The Südwestdeutsche Philharmonie Konstanz is a professional classical orchestra, based in Konstanz on Lake Constance.

== Origin ==
The orchestra was founded in 1932 as the "Theatre and Concert Orchestra" by Hans Rüdinger. After the closure of all German theatres and orchestras in 1944 due to the war, it was re-established in 1945 under the name "Städtisches Orchester Konstanz". From 1949/1950 to 1958, Richard Treiber was the first music director. Between 1959 and 1965, the orchestra under Heinz Hofmann (once Kapellmeister in Halle/DDR), the orchestra achieved national importance and in 1962 was given the name "Bodensee-Symphonie-Orchester" (Lake Constance Symphony Orchestra), which was used until 1988. In 1988 it was renamed the "Southwest German Philharmonic Orchestra of Constance".

== Organisation ==
Since 2006, the Südwestdeutsche Philharmonie Konstanz, which was previously managed by the City of Constance, has been run as an independent enterprise in accordance with the Eigenbetriebsgesetz; the purpose according to the statutes is: "The orchestra has the task of promoting interest in and understanding of symphonic music, of participating in cultural life, especially in Constance and the regions surrounding the city, and of strengthening the cultural cohesion of the countries of the Lake Constance region." The organs of the Eigenbetrieb are the municipal council, the orchestra committee, the mayor and the artistic director. The Südwestdeutsche Philharmonie Konstanz is one of three symphony orchestras funded by the state of Baden-Württemberg. Of the annual budget of EUR 5.9 million in 2013/2014, the city of Konstanz contributed EUR 2.29 million and the state of Baden-Württemberg EUR 2.21 million.

== The Orchestra ==
The orchestra has about 60 permanent musicians. Since the 2016/2017 season, the principal conductor has been Ari Rasilainen.

Florian Riem was artistic director of the Südwestdeutsche Philharmonie from April 2008 to 2012. From October 2012 to August 2013, the position was held on an interim basis by Madeleine Häusler. Since autumn 2013 until the end of the 2017/2018 season took Beat Fehlmann as artistic director, who then went to the Staatsphilharmonie Rheinland-Pfalz. Insa Pijanka has been the orchestra's artistic director since January 2019.

== Concerts ==
The 130 concerts in the 2013/2014 season had 62,836 visitors.

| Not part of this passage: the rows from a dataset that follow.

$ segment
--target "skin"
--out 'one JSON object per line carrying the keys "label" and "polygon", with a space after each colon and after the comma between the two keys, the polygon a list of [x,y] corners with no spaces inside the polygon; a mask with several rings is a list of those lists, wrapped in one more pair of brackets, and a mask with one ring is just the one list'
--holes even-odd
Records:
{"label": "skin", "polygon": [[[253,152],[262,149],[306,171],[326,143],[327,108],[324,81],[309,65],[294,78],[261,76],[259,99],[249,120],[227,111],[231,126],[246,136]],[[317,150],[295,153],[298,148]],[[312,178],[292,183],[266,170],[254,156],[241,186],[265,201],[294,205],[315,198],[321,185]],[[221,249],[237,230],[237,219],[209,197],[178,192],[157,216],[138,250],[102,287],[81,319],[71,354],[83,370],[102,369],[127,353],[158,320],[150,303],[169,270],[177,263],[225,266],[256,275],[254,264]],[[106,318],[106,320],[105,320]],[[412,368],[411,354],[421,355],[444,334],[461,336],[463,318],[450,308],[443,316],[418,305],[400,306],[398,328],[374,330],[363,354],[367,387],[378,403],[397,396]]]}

Concerts are held in Constance (Konzilgebäude Konstanz), Kreuzlingen (Kulturzentrum Dreispitz) and other cities, as in the Kongresshaus Zürich (since 1980) and in the Lucerne Culture and Congress Centre (since 2000). Every year the orchestra plays at the Conservatorio Giuseppe Verdi in Milan and at the Bodenseefestival. On concert tours, the orchestra has played at the Schleswig-Holstein Music Festival and the MITO SettembreMusica in Milan/Turin as well as at the Carinthischer Sommer, the Athens Festival and the Festival Internacional de Música de Toledo.

The orchestra performs philharmonic concerts, chamber concerts and various programmes for children and young people, as well as accompanying choral concerts. It has worked with singers such as Anna Netrebko, Montserrat Caballé, Lucia Aliberti, Plácido Domingo, Rolando Villazón and Marcelo Álvarez as well as instrumentalists such as Tabea Zimmermann, Isabelle van Keulen, Sabine Meyer, Rudolf Buchbinder, Boris Pergamenschikow, Christian Tetzlaff, Heinrich Schiff, Bruno Leonardo Gelber, Lars Vogt, Nikolai Lugansky, Tzimon Barto, Christian Lindberg, Vadim Repin, Julian Rachlin, Mischa Maisky and Gidon Kremer.